The Royal Canadian Mounted Police (RCMP) said it received a complaint of a car speeding near Ponoka, Alberta at around 4 pm on July 9.
The vehicle was traveling at more than 140 km (86.9 miles) per hour, with both front seats “completely reclined and both occupants appearing to be asleep,” the RCMP said.
When a police officer approached the vehicle with emergency lights the Tesla “automatically began to accelerate” to 150 km (93.2 m) per hour, the RCMP said.
After pulling him over, the officer charged the driver, who is from British Columbia, with speeding and suspended his license for 24 hours. After further investigation, police charged him with dangerous driving and he is summoned to appear in court in December.

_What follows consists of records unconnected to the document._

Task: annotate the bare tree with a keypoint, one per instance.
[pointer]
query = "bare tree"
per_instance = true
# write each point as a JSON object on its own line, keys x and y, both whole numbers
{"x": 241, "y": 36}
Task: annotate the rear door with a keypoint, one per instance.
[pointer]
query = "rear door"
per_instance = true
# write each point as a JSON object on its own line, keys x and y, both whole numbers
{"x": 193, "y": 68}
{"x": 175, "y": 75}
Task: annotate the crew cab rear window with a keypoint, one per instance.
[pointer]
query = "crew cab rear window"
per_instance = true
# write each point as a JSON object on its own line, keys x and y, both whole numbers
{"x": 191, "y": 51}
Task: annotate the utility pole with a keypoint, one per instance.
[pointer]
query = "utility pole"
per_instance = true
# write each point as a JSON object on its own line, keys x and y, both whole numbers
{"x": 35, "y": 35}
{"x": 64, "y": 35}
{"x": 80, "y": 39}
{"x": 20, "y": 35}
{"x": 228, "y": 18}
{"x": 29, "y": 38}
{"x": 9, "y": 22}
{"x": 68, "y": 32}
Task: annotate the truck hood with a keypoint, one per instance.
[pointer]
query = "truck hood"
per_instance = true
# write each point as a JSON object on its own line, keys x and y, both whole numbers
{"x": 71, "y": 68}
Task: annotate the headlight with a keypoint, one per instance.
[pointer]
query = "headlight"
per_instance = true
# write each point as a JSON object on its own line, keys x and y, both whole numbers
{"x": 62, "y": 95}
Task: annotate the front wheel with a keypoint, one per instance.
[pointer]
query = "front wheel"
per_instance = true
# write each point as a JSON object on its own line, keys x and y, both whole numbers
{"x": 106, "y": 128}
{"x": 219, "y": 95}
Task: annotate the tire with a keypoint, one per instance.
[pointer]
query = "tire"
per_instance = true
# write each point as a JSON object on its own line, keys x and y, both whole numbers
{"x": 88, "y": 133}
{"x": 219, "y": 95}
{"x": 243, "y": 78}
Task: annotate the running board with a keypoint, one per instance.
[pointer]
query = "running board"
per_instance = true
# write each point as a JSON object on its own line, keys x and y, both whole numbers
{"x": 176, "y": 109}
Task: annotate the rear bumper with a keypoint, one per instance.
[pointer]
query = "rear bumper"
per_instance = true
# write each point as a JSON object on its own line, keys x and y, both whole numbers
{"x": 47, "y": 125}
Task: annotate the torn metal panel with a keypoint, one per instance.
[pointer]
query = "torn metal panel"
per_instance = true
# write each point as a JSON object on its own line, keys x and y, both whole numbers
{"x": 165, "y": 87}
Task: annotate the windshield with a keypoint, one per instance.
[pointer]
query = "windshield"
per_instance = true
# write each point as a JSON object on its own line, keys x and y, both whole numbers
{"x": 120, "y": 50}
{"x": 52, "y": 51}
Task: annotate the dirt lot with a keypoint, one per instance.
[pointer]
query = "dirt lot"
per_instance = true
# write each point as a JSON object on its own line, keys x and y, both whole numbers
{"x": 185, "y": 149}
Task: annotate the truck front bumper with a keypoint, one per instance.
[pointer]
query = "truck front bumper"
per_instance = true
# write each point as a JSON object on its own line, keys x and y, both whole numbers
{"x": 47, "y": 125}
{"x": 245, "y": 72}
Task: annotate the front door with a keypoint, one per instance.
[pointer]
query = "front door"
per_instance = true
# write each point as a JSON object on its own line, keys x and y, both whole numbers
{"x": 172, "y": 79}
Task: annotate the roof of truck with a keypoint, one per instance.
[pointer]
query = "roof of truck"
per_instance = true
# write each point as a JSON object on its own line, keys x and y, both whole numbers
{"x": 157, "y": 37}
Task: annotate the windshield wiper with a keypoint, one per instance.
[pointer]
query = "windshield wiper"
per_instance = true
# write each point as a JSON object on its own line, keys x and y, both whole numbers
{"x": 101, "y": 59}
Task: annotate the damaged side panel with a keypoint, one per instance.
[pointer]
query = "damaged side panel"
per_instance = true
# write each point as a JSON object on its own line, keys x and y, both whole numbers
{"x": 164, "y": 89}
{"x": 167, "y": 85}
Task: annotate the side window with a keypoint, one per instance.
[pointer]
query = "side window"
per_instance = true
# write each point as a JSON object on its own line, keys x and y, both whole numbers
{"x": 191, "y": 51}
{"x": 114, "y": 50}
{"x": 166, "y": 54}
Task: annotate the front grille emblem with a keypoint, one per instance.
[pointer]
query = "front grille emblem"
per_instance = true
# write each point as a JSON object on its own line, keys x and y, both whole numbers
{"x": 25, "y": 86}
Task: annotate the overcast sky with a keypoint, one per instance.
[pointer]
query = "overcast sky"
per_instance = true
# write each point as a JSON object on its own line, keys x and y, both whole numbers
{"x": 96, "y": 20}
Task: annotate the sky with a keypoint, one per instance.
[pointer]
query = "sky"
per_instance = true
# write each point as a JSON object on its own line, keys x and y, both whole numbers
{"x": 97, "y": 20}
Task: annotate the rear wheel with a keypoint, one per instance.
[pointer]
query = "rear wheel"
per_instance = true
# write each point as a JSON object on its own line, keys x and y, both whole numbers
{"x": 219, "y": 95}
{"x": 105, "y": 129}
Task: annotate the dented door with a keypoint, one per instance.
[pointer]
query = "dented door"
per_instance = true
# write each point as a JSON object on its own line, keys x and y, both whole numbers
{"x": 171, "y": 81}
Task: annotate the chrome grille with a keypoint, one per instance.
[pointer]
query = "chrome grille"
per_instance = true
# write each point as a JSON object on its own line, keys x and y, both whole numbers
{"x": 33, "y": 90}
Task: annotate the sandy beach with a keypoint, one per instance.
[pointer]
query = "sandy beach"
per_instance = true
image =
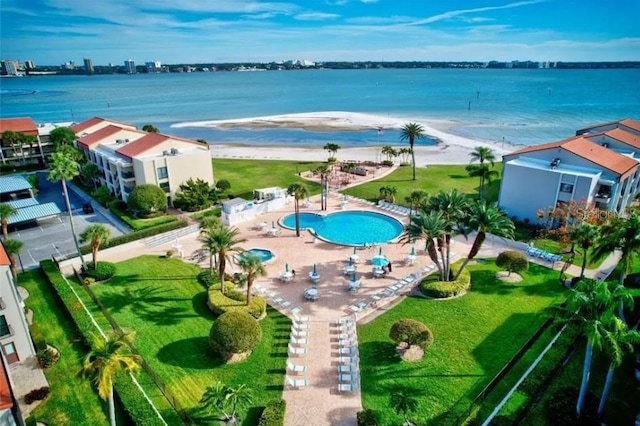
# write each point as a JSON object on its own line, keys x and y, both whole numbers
{"x": 451, "y": 148}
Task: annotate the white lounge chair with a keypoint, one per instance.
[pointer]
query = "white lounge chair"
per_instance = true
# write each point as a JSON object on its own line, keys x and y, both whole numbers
{"x": 296, "y": 368}
{"x": 295, "y": 383}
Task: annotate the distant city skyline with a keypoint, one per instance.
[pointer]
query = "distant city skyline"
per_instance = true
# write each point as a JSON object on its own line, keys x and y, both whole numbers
{"x": 53, "y": 32}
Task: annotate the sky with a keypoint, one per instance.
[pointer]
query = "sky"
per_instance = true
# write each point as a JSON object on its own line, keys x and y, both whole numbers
{"x": 52, "y": 32}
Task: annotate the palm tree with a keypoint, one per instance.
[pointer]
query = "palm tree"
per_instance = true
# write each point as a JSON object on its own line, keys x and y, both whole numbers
{"x": 486, "y": 218}
{"x": 618, "y": 341}
{"x": 430, "y": 226}
{"x": 403, "y": 403}
{"x": 223, "y": 241}
{"x": 13, "y": 247}
{"x": 323, "y": 170}
{"x": 299, "y": 191}
{"x": 253, "y": 268}
{"x": 389, "y": 151}
{"x": 105, "y": 359}
{"x": 411, "y": 132}
{"x": 589, "y": 305}
{"x": 332, "y": 148}
{"x": 63, "y": 168}
{"x": 227, "y": 400}
{"x": 6, "y": 211}
{"x": 96, "y": 234}
{"x": 415, "y": 198}
{"x": 584, "y": 235}
{"x": 484, "y": 172}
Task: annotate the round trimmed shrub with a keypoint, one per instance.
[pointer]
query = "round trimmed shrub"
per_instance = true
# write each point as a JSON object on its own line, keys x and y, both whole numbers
{"x": 432, "y": 286}
{"x": 102, "y": 272}
{"x": 412, "y": 332}
{"x": 512, "y": 261}
{"x": 560, "y": 409}
{"x": 235, "y": 332}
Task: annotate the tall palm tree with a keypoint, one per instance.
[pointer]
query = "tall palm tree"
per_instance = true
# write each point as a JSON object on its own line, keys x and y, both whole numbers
{"x": 13, "y": 247}
{"x": 589, "y": 305}
{"x": 618, "y": 341}
{"x": 97, "y": 235}
{"x": 415, "y": 198}
{"x": 63, "y": 168}
{"x": 584, "y": 234}
{"x": 105, "y": 359}
{"x": 404, "y": 403}
{"x": 253, "y": 268}
{"x": 430, "y": 226}
{"x": 483, "y": 219}
{"x": 453, "y": 207}
{"x": 298, "y": 191}
{"x": 411, "y": 132}
{"x": 6, "y": 211}
{"x": 332, "y": 148}
{"x": 323, "y": 170}
{"x": 225, "y": 242}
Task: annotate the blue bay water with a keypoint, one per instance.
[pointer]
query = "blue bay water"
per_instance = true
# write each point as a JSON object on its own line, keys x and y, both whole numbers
{"x": 514, "y": 106}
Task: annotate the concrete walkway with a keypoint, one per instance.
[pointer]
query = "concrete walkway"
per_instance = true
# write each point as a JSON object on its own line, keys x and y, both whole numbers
{"x": 319, "y": 403}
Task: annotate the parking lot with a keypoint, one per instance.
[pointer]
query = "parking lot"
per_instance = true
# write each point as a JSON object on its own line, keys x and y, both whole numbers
{"x": 53, "y": 236}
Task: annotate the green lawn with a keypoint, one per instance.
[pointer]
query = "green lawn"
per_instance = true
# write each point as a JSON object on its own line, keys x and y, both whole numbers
{"x": 162, "y": 302}
{"x": 247, "y": 175}
{"x": 431, "y": 179}
{"x": 72, "y": 400}
{"x": 474, "y": 336}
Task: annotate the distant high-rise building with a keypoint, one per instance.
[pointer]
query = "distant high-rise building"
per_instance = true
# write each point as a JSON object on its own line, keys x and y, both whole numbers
{"x": 129, "y": 66}
{"x": 88, "y": 65}
{"x": 155, "y": 66}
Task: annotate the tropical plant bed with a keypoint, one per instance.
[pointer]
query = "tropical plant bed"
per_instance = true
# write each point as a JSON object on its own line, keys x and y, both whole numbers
{"x": 163, "y": 302}
{"x": 473, "y": 338}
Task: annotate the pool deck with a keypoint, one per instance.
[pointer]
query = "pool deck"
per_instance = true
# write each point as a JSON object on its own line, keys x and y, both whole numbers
{"x": 319, "y": 403}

“Although manufacturers of new vehicles have built in safeguards to prevent drivers from taking advantage of the new safety systems in vehicles, those systems are just that — supplemental safety systems,” Superintendent Gary Graham of Alberta RCMP Traffic Services said. “They are not self-driving systems, they still come with the responsibility of driving.”
Tesla did not respond to a request for comment from CNN.
While Autopilot can keep the vehicle in a highway lane and maintain distance from traffic, it is not a fully autonomous system and still requires driver oversight.
Last year, a 50-year-old man died in a car crash after switching from manual mode to Autopilot, according to the National Transportation Safety Board (NTSB).